Hay frases que envejecen mal. Y luego está aquella sentencia política de Félix Bolaños, pronunciada en octubre de 2024 para justificar el indulto parcial a José Luis Peñas, el exconcejal del PP que ayudó a destapar la trama Gürtel: “Quien colabora con la Justicia tiene el apoyo del Gobierno de España”.
La frase sonaba solemne. Institucional. Casi ejemplarizante. Venía a decir que el Estado democrático protege a quien, aun habiendo formado parte de un engranaje corrupto, decide romper el silencio y ayudar a que la verdad salga a la luz. Era una idea razonable. Incluso necesaria. Porque sin arrepentidos, sin informantes, sin grabaciones, sin gente que decida contar lo que sabe, muchas tramas de corrupción seguirían funcionando bajo la alfombra.
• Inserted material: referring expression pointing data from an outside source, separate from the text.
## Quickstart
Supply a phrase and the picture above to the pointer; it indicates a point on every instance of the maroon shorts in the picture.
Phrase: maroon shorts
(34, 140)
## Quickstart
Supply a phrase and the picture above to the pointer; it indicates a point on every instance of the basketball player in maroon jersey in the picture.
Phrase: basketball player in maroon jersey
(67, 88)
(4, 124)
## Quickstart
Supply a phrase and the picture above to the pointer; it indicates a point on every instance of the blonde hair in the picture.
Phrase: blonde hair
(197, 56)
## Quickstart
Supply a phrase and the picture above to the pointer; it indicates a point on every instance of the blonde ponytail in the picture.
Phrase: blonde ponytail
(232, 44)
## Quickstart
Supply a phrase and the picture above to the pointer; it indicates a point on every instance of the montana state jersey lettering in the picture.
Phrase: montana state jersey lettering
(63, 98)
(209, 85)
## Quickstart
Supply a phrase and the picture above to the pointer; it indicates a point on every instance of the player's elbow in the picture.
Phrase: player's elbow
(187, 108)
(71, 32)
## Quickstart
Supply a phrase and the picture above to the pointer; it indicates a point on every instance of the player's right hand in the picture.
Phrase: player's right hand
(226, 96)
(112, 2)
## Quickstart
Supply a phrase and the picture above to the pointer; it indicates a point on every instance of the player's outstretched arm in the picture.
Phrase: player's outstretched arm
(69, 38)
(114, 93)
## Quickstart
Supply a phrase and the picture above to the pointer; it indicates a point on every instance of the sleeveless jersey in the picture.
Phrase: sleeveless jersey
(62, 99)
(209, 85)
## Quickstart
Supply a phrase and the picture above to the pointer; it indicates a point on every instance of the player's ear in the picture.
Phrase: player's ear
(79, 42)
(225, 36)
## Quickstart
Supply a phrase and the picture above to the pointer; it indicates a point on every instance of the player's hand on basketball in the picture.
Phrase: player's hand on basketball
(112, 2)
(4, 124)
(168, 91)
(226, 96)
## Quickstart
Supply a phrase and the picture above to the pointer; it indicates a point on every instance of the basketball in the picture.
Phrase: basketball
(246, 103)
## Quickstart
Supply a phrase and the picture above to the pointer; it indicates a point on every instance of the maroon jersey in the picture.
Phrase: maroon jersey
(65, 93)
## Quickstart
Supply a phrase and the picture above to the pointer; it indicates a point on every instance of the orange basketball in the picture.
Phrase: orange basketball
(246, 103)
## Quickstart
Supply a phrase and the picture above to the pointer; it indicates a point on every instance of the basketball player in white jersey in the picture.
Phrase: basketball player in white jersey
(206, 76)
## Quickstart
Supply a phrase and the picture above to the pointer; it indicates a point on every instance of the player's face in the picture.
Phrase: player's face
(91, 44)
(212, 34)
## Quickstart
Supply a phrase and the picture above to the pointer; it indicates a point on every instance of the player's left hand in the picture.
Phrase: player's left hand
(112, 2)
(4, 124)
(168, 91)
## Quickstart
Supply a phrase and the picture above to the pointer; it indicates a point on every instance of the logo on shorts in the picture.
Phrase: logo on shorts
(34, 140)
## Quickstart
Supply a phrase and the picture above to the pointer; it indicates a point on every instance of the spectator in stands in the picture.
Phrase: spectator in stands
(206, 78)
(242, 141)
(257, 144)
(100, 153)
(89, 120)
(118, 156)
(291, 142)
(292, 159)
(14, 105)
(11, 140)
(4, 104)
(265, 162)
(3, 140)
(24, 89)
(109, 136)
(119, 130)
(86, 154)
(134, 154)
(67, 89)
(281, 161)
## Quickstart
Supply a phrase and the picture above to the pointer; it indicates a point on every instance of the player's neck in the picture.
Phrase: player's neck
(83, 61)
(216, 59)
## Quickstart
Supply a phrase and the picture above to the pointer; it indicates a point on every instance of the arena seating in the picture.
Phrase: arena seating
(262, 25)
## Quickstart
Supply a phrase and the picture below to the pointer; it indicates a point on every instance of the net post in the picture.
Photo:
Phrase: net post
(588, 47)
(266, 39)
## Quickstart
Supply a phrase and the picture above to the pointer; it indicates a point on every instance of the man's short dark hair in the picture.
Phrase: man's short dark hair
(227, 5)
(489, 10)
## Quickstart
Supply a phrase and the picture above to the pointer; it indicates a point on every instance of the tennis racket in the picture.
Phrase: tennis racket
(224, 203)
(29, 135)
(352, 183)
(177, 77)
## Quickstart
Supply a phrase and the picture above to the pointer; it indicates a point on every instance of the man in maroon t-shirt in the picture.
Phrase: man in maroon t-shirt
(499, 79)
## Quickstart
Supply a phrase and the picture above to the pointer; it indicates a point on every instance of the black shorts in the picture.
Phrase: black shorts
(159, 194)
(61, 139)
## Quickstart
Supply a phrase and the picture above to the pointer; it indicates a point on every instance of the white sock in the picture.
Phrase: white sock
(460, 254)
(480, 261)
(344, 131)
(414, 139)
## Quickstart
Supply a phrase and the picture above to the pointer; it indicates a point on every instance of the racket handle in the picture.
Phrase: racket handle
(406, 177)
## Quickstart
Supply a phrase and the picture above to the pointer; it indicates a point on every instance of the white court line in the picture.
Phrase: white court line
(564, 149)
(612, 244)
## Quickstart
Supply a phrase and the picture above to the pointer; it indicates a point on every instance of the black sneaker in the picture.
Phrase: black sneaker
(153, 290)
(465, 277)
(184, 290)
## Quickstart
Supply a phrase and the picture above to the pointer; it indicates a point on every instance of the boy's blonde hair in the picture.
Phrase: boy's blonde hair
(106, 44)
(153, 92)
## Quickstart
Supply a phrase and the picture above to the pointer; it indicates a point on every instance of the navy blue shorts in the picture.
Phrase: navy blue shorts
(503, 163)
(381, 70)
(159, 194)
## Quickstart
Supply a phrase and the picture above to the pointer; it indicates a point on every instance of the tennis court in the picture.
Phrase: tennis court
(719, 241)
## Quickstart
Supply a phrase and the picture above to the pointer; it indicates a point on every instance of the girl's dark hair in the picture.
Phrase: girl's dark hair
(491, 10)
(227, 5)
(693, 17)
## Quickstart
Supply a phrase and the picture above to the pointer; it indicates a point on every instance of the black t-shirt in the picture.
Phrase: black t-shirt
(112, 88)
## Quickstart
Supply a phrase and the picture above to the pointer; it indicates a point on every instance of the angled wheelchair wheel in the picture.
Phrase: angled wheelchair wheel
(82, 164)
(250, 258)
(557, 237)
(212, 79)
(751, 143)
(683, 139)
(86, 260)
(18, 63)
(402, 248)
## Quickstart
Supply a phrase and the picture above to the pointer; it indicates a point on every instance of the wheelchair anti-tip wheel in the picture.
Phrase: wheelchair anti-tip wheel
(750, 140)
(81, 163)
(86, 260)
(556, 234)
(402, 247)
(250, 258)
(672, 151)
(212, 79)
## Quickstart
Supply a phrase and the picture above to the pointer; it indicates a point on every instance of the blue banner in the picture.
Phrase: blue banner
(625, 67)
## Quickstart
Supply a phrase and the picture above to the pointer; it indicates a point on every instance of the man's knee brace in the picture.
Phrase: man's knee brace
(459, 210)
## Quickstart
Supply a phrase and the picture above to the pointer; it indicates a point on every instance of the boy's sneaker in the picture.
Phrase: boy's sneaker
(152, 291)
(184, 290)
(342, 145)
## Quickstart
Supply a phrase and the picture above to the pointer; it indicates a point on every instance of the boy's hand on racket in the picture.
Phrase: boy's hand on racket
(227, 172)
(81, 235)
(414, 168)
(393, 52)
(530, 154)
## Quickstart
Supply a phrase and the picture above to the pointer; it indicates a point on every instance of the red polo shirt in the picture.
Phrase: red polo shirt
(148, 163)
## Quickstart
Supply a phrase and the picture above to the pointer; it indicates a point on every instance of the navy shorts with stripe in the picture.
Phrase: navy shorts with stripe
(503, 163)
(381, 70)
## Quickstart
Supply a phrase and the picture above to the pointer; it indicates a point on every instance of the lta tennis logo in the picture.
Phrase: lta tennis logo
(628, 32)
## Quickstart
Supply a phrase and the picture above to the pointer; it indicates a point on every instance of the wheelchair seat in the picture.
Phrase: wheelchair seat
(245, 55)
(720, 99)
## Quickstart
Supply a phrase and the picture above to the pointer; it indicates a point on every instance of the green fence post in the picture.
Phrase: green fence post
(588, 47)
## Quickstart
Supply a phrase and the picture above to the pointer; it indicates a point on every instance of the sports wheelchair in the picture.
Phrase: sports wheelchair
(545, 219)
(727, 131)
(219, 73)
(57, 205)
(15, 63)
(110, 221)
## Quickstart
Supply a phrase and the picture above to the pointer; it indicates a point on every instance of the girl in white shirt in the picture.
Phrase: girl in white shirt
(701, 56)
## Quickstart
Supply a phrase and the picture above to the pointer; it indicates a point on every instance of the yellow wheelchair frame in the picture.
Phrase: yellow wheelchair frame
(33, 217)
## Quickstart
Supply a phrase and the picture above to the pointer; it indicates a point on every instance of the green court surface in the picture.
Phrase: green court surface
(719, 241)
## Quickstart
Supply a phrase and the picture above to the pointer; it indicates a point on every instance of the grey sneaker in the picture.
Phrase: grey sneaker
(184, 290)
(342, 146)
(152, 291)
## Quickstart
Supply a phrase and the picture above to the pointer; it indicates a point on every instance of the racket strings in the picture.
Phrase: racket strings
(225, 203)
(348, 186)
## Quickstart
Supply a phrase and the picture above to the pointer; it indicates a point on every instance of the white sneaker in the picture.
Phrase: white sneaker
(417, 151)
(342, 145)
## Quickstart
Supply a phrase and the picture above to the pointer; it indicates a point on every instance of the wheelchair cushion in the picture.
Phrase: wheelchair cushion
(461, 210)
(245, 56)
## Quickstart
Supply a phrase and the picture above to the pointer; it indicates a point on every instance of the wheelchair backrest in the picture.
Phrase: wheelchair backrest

El problema no era la frase. El problema era saber si era un principio o una consigna de ocasión.
Porque cuando el colaborador se llamaba José Luis Peñas, cuando el caso era Gürtel y cuando los señalados pertenecían al Partido Popular, el Gobierno de Pedro Sánchez entendió que había razones de justicia, equidad y ejemplaridad democrática para concederle un indulto parcial. Peñas había sido condenado. No era un héroe impoluto. Formó parte de aquello que luego ayudó a desmontar. Pero su colaboración fue determinante para abrir una de las mayores causas de corrupción de la democracia española.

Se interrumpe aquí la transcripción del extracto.